Et voilà que je trouve un lien à faire avec la première lecture tirée du livre de l’Apocalypse, où il est fait mention des quatre vivants autour du Trône : le lion, le jeune taureau, le visage d’homme et l’aigle en plein vol.
On retrouve ces symboles, empruntés à une vision du prophète Ézéchiel, dans l’art chrétien pour représenter les quatre évangélistes. Matthieu est représenté par un ange – un visage d’homme – car l’ange apparaît dès les premières pages de l’évangile de l’enfance. Marc a pour symbole le lion qui est la voie qui crie dans le désert. Les débuts de l’évangile de Luc mentionnent le temple où l’on sacrifiait le taureau. Quant à Jean, il est celui qui prend un envol théologique, une hauteur spirituelle à la manière de l’aigle.
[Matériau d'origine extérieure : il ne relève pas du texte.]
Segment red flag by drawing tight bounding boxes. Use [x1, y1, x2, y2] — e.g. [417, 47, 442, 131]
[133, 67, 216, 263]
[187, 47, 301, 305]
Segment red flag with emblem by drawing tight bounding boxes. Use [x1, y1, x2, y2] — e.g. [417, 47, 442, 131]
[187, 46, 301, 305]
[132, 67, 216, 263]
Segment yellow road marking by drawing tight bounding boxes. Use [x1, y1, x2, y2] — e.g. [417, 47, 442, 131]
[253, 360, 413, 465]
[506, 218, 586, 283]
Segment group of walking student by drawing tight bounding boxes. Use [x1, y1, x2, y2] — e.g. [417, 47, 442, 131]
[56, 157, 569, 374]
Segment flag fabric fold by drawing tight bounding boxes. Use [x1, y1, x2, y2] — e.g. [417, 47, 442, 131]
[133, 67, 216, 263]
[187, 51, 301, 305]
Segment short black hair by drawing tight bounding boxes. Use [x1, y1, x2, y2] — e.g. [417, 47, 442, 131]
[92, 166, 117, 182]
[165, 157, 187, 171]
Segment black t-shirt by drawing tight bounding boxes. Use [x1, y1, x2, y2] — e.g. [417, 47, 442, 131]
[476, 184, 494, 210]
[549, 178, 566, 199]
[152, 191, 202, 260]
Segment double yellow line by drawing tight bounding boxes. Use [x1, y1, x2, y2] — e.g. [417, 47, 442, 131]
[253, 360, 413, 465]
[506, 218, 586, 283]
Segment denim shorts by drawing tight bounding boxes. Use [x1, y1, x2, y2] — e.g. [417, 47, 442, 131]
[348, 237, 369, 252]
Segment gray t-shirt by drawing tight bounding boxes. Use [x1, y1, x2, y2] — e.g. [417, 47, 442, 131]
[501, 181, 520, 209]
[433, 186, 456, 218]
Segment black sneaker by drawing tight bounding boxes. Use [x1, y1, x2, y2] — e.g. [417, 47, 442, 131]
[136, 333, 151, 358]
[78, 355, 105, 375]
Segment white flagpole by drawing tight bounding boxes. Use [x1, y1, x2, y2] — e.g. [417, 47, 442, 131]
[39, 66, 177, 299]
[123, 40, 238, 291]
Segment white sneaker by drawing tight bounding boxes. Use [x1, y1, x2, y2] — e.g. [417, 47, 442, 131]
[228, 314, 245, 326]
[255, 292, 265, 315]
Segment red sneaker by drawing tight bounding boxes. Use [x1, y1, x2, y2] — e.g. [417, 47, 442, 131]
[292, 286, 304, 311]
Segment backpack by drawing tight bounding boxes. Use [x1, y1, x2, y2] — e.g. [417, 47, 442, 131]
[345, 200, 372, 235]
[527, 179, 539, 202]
On caractérise les quatre évangiles – peut-être un peu trop simplement – dans les termes suivants : Matthieu, l’évangile de l’accomplissement de la promesse, Marc, l’évangile du disciple de Jésus, Luc, l’évangile de la miséricorde de Dieu et Jean, l’évangile du Père, du Fils et de l’Esprit.
A travers ce rapprochement entre les deux lectures du jour, il me semble y avoir pour nous une invitation à être plus attentifs à la diversité de présentation de la Bonne Nouvelle selon les quatre évangélistes. Une Bonne Nouvelle en quatre évangiles!
Fr. Yvon Pomerleau, O.P.
PRIÈRE
∞ Amen.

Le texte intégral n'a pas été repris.